A Índia tem uma aldeia onde se plantam 111 árvores por cada menina que nasce

Após a morte da sua filha, o chefe da aldeia indiana de Piplantri declarou que cada rapariga recém-nascida teria uma árvore plantada em sua honra. E, sem contar, ‘plantou as sementes’ de uma revolução cultural, ambiental e política.

Na aldeia indiana de Piplantria, a vida das raparigas é celebrada de uma forma muito peculiar, com a plantação de 111 árvores por cada menina que nasce.

É, precisamente, através das árvores que o líder da aldeia, Shyam Sunder Paliwal, conhece o seu caminho.

Todas as noites, vai na sua mota para ver uma árvore em particular, uma flor de burro, que simboliza o amor sublime. Paliwal abraça a árvore, encosta-lhe a cabeça e de olhos fechados diz: “Isto é da minha filha”.

A história é relatada pelo The Guardian.

Kiran, a filha de Paliwal, morreu em 2006, com apenas 16 anos.

Foi aí que o líder decidiu plantar aquela árvore em sua honra. Paliwal prometeu que não haveria mais lamentações quando nascesse uma rapariga. A partir dali, o nascimento de uma menina seria celebrado com a plantação de 111 árvores.

Como chefe eleito da aldeia (sarpanch, na língua nativa), a sua palavra e paixão tinham peso – e, assim, nasceu uma tradição.

Desde 2006, quando nasce uma bebé, as novas mães estendem um tecido vermelho dentro de um grande cesto de vime. Deitam as suas filhas lá dentro e levam-nas para o local onde vão ser plantadas as novas árvores.

Revolução cultural, ambiental e política

Piplantri, construída sobre uma colina, situa-se nas terras semi-áridas do distrito de Rajsamand, no estado indiano do Rajastão, junto ao Paquistão.

Se olharmos para a paisagem ondulante por baixo da aldeia, veremos um tapete de verde. Mas em sempre foi assim. “Em 2005, a seca era tão grave que o governo teve de nos enviar comboios de água”, recorda Paliwal, ao The Guardian

A mudança começou com a árvore de Kiran. Paliwal foi muito além da plantação desse dia especial. Continuou a plantar árvores ao longo do ano e instou os outros aldeões a fazerem o mesmo. Colocaram tubos para levar água às mudas, espalhadas por todo o lado. No total, foram plantadas 350.000 árvores.
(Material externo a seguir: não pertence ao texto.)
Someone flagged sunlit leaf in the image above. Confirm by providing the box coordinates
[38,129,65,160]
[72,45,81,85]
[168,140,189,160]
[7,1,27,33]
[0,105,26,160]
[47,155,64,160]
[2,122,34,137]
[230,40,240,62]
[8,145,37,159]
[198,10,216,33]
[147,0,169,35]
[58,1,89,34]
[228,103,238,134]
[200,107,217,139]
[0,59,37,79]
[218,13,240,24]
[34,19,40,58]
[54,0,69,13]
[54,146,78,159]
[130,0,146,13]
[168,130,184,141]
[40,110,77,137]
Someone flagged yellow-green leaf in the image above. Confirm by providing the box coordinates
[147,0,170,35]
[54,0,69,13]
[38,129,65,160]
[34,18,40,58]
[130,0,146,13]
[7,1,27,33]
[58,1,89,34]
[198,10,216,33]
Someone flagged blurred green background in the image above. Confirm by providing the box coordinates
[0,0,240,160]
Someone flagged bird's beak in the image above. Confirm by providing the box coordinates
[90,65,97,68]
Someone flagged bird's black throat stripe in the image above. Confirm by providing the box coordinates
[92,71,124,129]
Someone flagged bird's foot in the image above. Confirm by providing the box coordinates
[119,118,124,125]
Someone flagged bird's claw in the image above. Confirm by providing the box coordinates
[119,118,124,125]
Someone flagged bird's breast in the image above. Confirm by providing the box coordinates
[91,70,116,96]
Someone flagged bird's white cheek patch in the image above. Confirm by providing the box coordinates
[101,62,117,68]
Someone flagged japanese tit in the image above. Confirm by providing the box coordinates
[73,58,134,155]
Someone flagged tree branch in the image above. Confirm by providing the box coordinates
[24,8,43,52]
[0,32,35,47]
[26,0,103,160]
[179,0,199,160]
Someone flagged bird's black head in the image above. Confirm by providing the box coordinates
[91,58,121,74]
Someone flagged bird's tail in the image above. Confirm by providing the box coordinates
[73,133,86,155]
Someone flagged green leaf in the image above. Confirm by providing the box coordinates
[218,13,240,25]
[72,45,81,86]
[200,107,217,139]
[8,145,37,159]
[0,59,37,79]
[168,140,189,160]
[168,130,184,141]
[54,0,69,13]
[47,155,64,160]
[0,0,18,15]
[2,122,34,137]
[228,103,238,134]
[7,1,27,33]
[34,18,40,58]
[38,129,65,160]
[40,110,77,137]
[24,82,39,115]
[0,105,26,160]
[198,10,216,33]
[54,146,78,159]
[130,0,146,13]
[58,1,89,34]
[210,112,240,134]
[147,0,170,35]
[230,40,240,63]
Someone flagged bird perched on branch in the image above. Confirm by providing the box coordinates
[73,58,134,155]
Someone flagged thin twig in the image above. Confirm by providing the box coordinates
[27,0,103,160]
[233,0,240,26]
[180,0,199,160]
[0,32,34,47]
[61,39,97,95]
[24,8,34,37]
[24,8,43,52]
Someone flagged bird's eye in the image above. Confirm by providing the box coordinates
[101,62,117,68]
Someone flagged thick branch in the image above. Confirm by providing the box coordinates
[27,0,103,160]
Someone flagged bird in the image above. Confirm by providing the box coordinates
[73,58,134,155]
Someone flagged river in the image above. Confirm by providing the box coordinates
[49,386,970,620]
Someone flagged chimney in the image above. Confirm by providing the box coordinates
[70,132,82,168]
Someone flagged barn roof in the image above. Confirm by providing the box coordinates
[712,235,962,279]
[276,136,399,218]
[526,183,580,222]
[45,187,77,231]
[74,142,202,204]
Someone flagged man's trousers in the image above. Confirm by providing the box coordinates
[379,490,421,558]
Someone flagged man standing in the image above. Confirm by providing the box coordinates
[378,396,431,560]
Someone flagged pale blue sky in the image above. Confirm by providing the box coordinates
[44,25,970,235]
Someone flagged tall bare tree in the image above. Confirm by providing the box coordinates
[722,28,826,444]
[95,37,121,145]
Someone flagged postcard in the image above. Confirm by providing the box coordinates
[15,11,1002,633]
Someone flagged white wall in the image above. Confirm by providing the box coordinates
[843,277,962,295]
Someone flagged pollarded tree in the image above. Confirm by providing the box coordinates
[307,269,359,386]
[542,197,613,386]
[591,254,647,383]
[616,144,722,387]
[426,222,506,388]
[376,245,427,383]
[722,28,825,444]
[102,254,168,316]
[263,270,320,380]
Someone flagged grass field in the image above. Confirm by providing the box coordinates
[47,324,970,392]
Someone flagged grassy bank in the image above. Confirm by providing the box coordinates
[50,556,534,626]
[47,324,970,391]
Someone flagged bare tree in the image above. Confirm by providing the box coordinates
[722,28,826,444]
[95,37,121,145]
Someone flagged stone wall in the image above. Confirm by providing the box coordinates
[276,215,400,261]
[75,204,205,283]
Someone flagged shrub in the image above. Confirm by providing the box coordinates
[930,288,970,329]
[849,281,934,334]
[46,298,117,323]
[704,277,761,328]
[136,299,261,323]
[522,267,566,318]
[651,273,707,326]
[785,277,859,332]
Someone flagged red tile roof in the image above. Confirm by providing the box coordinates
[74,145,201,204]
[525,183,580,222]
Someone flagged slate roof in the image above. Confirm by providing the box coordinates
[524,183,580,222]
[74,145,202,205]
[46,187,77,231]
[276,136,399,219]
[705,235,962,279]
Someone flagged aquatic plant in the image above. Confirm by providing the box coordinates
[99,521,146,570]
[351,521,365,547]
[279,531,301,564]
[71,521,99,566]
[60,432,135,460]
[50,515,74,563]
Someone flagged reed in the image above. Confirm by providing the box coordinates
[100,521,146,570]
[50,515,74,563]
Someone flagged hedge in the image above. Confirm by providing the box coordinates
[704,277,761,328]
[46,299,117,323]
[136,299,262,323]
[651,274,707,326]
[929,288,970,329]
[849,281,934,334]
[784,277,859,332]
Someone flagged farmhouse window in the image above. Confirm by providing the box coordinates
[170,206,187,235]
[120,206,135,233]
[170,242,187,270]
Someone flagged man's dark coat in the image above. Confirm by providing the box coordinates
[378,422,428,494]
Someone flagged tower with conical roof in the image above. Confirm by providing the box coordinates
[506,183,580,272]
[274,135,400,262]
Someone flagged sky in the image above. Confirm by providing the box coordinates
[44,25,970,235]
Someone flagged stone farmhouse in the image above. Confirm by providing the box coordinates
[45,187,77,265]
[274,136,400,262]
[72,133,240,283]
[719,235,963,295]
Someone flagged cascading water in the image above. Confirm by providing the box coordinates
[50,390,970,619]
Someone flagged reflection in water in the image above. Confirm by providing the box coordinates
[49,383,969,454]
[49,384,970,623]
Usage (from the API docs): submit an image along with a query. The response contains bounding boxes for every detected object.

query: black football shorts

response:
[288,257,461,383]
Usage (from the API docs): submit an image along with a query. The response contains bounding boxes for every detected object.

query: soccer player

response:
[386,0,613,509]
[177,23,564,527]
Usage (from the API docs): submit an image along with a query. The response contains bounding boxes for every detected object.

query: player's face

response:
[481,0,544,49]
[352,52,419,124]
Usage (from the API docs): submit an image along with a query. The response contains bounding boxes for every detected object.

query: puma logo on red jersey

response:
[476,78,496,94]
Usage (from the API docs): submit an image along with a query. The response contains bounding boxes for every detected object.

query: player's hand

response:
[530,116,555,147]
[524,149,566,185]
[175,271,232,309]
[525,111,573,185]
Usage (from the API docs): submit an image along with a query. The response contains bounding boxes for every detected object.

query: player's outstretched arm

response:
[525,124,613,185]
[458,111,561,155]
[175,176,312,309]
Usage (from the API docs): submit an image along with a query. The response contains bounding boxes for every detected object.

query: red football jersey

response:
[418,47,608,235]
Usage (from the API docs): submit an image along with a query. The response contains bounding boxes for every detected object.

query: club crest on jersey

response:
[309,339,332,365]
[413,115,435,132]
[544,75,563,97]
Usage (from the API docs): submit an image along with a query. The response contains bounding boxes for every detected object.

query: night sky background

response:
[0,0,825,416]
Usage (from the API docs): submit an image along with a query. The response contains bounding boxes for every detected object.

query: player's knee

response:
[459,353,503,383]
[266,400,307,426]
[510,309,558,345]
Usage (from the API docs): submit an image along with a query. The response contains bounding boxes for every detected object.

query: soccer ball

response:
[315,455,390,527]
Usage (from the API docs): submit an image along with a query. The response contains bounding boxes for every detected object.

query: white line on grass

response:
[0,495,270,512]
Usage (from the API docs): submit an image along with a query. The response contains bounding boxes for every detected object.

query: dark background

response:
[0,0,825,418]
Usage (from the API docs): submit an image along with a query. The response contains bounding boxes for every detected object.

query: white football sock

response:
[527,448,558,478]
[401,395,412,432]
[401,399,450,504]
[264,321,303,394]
“Com isto, estamos a fazer duas coisas: mostrar alegria pela chegada de uma filha e honrar a terra onde os meus antepassados viveram e morreram”, disse Paliwal.

Juntamente com as árvores, são recolhidos donativos sempre que nasce uma rapariga. “Dá segurança financeira à família. Em troca, comprometem-se a cuidar das árvores, a mandá-las para a escola e a não as casar antes da idade legal de 18 anos”, explica Paliwal.

Paliwal conta que está sempre em movimento. Percorre, todos os dias, a sua aldeia de mota, para ver se as raparigas vão à escola e se as plantas estão a ser tratadas, assegurando que a recolha de água da chuva que iniciou está a funcionar.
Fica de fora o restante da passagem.